As an apiary inspector for Pennsylvania at the time, vanEngelsdorp monitored for signs of collapse in over 200 hives. “We tried to watch it happen but we couldn’t,” he says. None collapsed. Even finding the sickest bees in collapsing colonies was a challenge. Doomed bees presumably flew off in multiple directions, and birds or other scavengers usually found the bees before scientists could.
A gang of killers
Pettis now sees the disaster as a two-step process. Various stressors such as poor nutrition and pesticide exposure weakened bees so much that a virus, maybe IAPV, could quickly kill them in droves. Evans, too, sees various stressors mixing and matching. When pressed for his best guess, he says “all of the above.”
Cox-Foster has managed to re-create part of the process, the vanishing effect that marked the end for stressed bees. When she infected honeybee colonies in a greenhouse with a virus, the sick bees left the hive but were trapped by the greenhouse walls before dispersing too far to be found. (Of course, this experiment doesn’t demonstrate how colonies with no sign of a virus died.)
That tendency for sick bees to leave hives, vanEngelsdorp proposes, could have developed as a hygiene benefit. “Altruistic suicide,” as social-insect biologists call it. Flying away from the colony could minimize a sick bee’s tendency to pass disease to the rest of the family.
Still losing bees
Colony losses each year are still running higher than beekeepers say would be acceptable (gray bar). Even though hives can be split so numbers eventually build up again, the slowdown and expense raise the costs of pollination.

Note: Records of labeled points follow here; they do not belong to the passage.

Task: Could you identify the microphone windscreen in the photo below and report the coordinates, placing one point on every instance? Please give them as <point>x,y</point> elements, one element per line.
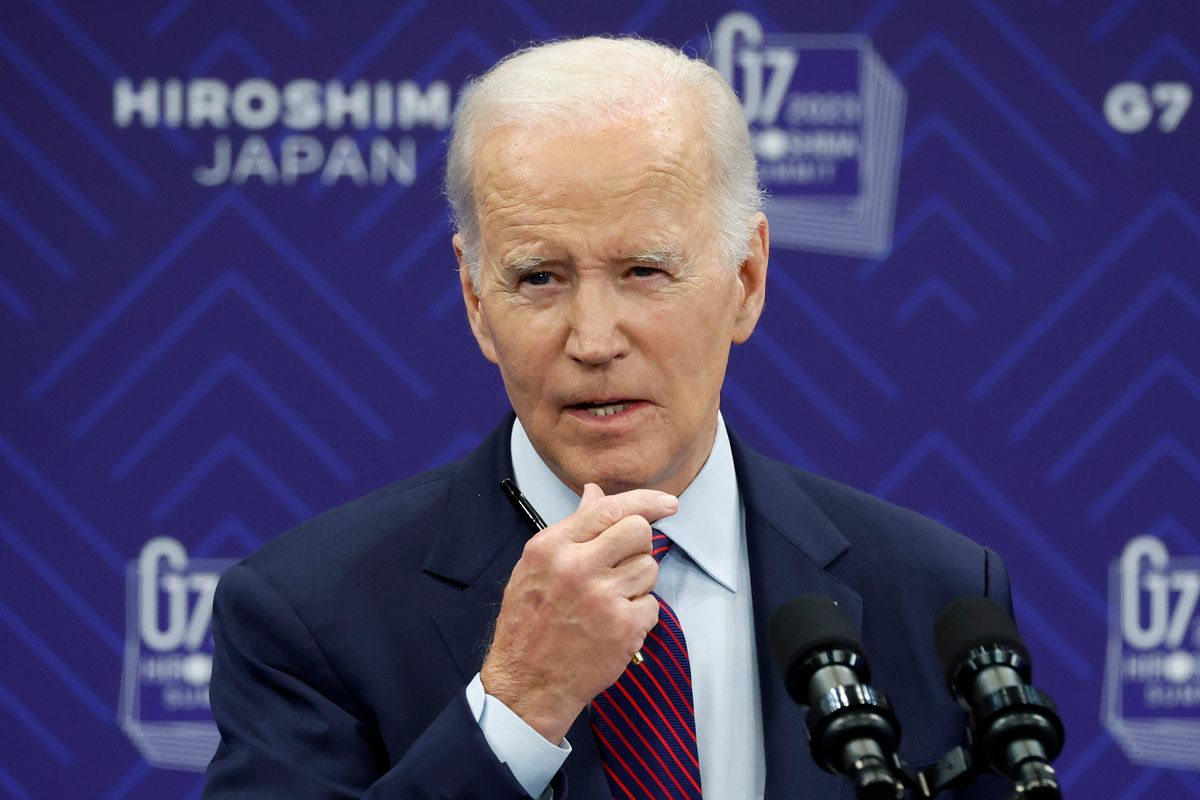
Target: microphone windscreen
<point>971,623</point>
<point>799,629</point>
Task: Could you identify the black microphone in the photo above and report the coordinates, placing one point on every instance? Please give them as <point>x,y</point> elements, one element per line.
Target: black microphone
<point>852,729</point>
<point>1014,728</point>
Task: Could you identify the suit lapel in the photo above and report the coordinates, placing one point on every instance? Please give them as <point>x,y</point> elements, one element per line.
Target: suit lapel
<point>790,545</point>
<point>477,547</point>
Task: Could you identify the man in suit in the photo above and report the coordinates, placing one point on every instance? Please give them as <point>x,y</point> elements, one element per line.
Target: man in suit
<point>420,642</point>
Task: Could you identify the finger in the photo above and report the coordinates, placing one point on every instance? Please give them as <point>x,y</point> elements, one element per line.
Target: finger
<point>598,513</point>
<point>646,611</point>
<point>635,576</point>
<point>628,537</point>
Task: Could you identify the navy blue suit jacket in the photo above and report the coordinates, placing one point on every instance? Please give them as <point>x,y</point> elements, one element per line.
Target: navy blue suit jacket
<point>343,647</point>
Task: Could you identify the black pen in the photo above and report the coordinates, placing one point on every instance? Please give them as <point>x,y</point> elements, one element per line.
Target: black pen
<point>521,503</point>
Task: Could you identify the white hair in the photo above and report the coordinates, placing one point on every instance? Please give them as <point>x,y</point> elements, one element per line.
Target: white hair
<point>587,82</point>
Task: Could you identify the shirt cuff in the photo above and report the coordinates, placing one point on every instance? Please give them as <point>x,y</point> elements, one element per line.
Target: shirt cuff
<point>532,759</point>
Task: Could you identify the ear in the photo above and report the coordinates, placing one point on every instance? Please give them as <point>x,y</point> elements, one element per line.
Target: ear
<point>475,314</point>
<point>753,278</point>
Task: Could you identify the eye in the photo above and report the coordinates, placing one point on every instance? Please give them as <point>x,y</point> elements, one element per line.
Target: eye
<point>539,278</point>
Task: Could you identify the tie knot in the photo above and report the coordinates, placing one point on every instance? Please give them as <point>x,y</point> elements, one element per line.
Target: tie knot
<point>660,545</point>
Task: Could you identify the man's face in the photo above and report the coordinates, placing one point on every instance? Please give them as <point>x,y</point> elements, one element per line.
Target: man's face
<point>603,296</point>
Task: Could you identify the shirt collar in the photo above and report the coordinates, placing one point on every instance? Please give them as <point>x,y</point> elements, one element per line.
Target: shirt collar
<point>707,527</point>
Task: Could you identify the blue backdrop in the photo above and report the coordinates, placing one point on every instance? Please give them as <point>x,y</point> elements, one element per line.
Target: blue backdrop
<point>220,317</point>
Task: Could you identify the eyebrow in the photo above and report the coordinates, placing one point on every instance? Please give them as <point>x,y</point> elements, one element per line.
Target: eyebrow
<point>526,263</point>
<point>522,263</point>
<point>655,256</point>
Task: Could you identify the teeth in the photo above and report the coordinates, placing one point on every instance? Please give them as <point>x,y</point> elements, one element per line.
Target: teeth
<point>607,410</point>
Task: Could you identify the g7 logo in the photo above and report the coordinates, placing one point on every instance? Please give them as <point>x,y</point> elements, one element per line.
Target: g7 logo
<point>1147,620</point>
<point>1129,107</point>
<point>766,71</point>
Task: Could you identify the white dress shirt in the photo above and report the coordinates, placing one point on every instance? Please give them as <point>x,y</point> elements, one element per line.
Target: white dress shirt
<point>706,579</point>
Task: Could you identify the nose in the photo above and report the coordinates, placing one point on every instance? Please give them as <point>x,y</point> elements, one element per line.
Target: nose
<point>597,335</point>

Today, hive losses remain high even with CCD waning or gone, according to national surveys by the Bee Informed Partnership, a nonprofit bee health collaboration. Beekeepers typically note that they either expect or can tolerate annual losses between 15 and 20 percent of their total number of colonies. Yet from April 2016 until March 2017, losses across the United States ran at about a third of hives. And that was a so-called good year, the second-lowest loss in the seven years with data on annual losses.

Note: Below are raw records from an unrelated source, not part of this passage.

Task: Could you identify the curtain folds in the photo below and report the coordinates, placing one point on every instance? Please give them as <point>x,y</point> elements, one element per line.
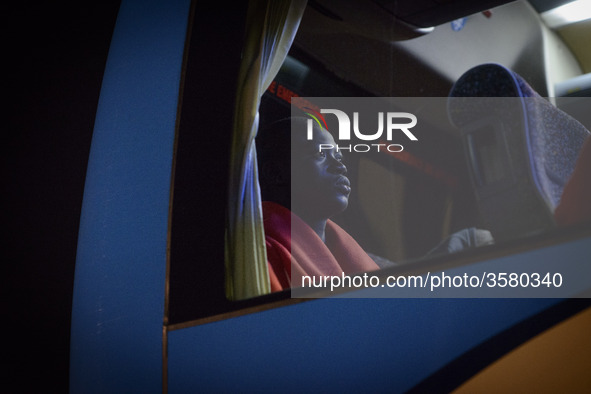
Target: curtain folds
<point>270,29</point>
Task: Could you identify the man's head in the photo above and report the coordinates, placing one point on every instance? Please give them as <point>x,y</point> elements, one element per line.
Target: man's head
<point>319,184</point>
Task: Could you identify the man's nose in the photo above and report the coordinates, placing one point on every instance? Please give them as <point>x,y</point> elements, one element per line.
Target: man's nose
<point>337,166</point>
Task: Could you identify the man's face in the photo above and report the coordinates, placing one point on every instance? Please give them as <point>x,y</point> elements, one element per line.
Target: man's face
<point>320,187</point>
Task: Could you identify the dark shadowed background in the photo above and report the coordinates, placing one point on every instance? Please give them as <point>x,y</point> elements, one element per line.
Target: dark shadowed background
<point>53,56</point>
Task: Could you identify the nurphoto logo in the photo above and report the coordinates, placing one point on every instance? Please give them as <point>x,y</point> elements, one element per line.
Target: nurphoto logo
<point>390,122</point>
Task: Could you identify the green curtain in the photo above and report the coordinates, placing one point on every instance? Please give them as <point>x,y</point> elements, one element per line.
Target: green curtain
<point>270,29</point>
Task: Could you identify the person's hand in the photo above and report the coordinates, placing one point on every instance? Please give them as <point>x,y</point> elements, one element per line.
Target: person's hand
<point>464,239</point>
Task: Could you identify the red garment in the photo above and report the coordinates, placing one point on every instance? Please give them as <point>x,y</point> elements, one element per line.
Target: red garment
<point>575,203</point>
<point>295,250</point>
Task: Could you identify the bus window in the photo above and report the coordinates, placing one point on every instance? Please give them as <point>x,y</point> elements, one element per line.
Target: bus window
<point>411,203</point>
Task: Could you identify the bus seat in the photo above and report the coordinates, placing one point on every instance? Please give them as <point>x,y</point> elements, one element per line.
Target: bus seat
<point>521,149</point>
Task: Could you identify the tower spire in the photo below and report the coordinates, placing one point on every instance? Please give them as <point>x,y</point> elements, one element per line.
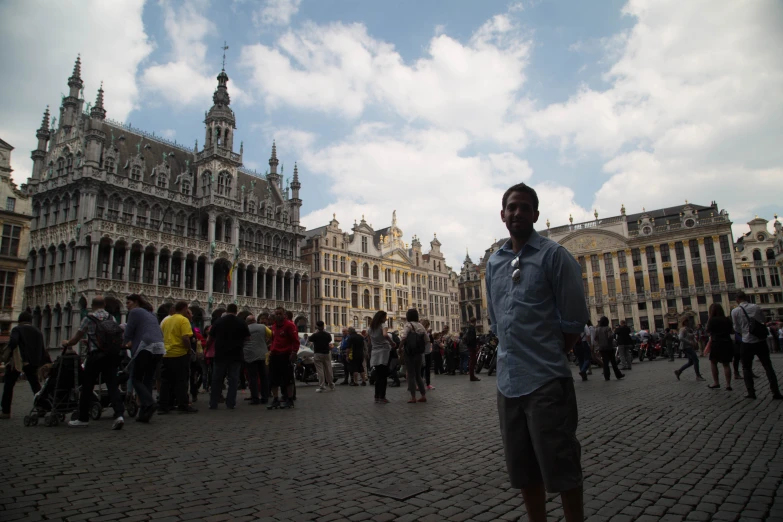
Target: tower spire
<point>98,111</point>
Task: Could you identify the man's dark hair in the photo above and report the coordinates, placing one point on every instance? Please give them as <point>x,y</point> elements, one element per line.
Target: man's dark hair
<point>521,187</point>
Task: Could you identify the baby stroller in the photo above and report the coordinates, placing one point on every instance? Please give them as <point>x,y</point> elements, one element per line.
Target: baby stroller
<point>59,394</point>
<point>102,399</point>
<point>305,365</point>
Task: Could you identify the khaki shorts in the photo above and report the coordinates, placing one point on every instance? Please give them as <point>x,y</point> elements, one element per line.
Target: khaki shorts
<point>539,437</point>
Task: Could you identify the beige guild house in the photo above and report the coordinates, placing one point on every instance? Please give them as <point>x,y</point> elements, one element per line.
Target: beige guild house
<point>15,211</point>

Classic CCD may not be much threat these days, but the “four p’s” — poor nutrition, pesticides, pathogens and parasites — are, says Cox-Foster, now at a USDA lab for pollinating insects in Logan, Utah. While honeybees aren’t likely to go extinct, these threats to the beekeeping industry boost pollination costs, which could affect food prices.
Coping with the four p’s may not fire the imaginations of armchair entomologists. But it’s more than enough of a challenge for the bees.